There are three main areas to focus on: nutrition, hygiene and colostrum.  Nothing new there!  But some simple steps can make an enormous difference in the level of risk your lambs will face, and for best results, you need to start these preparations during pregnancy.

  • Nutrition: the lambs most at risk for watery mouth will be those which are less vigorous, perhaps multiples, and those whose dam is not producing good quality colostrum.  All of these factors can be addressed by getting nutrition right – you are aiming for lambs that jump up and suck by themselves, minimising your workload.  While condition scoring is absolutely essential, also consider having your vet carry out some metabolic profiling: blood sampling 10 twin or triplet-bearing ewes, around a month before lambing, is a great way of checking you’re on the right track with protein and energy, helping avoid diseases such as twin lamb and milk fever.  Sample them before, or more than four hours after, feeding.
  • Hygiene: ensure your lambing shed is as dry as possible.  Consider things like leaky gutters, spilt water buckets and the like.  Dispose of bedding from pens after each use, preferably disinfecting too – you can put powdered lime on the ground before replacing with fresh straw.  All hygiene measures need to be tightened as lambing progresses, because the bugs which cause disease will accumulate in the shed over time.  Don’t forget to wash or sanitise your hands between jobs, and sterilise equipment such as stomach tubes after each use.
  • Colostrum: have a plan in place for when things go wrong.  Powdered replacements are convenient and far better than no colostrum, but their benefits are limited.  Suitable only for emergency use, they will be far less effective at protecting your lambs from watery mouth than the real thing.  Think about whether you could store spare colostrum from milky ewes with singles – using clean hands, milk it into a zip-lock bag (breast milk storage bags are ideal) and it can be safely stored in the fridge for several days, or frozen flat.  Warmed up gently in a pocket or a cup of warm water (never defrosted in a microwave or heated harshly – it is a living substance), it is much better at protecting lambs from disease than any antibiotic.

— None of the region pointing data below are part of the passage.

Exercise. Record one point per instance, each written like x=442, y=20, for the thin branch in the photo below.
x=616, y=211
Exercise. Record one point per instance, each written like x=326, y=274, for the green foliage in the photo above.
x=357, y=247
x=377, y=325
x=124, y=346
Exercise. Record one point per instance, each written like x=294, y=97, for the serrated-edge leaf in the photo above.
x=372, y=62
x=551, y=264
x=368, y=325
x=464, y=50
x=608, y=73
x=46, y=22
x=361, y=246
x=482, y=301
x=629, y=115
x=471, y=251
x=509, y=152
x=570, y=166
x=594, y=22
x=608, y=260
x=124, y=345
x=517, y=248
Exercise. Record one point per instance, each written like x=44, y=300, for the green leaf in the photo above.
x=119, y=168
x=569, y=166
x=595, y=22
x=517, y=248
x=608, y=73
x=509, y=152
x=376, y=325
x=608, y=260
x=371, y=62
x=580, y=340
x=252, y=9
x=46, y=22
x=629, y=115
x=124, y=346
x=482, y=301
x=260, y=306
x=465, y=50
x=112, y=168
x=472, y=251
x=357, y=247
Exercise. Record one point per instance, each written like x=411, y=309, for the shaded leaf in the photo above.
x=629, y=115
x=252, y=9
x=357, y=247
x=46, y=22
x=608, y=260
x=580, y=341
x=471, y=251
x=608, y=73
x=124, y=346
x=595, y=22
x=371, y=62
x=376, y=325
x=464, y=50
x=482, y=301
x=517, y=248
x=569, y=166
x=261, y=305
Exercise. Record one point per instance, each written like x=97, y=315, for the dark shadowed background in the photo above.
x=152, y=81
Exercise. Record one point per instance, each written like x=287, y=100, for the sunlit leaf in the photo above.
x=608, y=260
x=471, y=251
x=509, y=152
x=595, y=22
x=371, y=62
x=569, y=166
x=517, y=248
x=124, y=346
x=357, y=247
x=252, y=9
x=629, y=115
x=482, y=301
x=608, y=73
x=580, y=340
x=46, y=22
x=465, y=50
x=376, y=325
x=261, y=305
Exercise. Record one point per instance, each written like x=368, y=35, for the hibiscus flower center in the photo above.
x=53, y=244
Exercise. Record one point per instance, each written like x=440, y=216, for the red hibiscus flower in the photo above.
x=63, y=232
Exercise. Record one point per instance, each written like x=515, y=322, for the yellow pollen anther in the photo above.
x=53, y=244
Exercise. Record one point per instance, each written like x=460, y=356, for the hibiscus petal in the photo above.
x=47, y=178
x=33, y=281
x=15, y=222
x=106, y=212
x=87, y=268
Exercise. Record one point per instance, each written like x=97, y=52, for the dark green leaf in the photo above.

Getting a plan thought out in detail now will make any changes easier to implement once things get hectic in the spring.  I would encourage you to get in touch with your vet sooner rather than later, particularly if you’ve had problems with watery mouth in the past.  They are familiar with your buildings, understand disease and parasite issues specific to your flock, and can give you bespoke advice.  And, finally, if the worst happens and you do see cases of the condition, they will be able to help with alternative treatments.  However, with good planning and attention to detail, that is a conversation you can hopefully avoid altogether.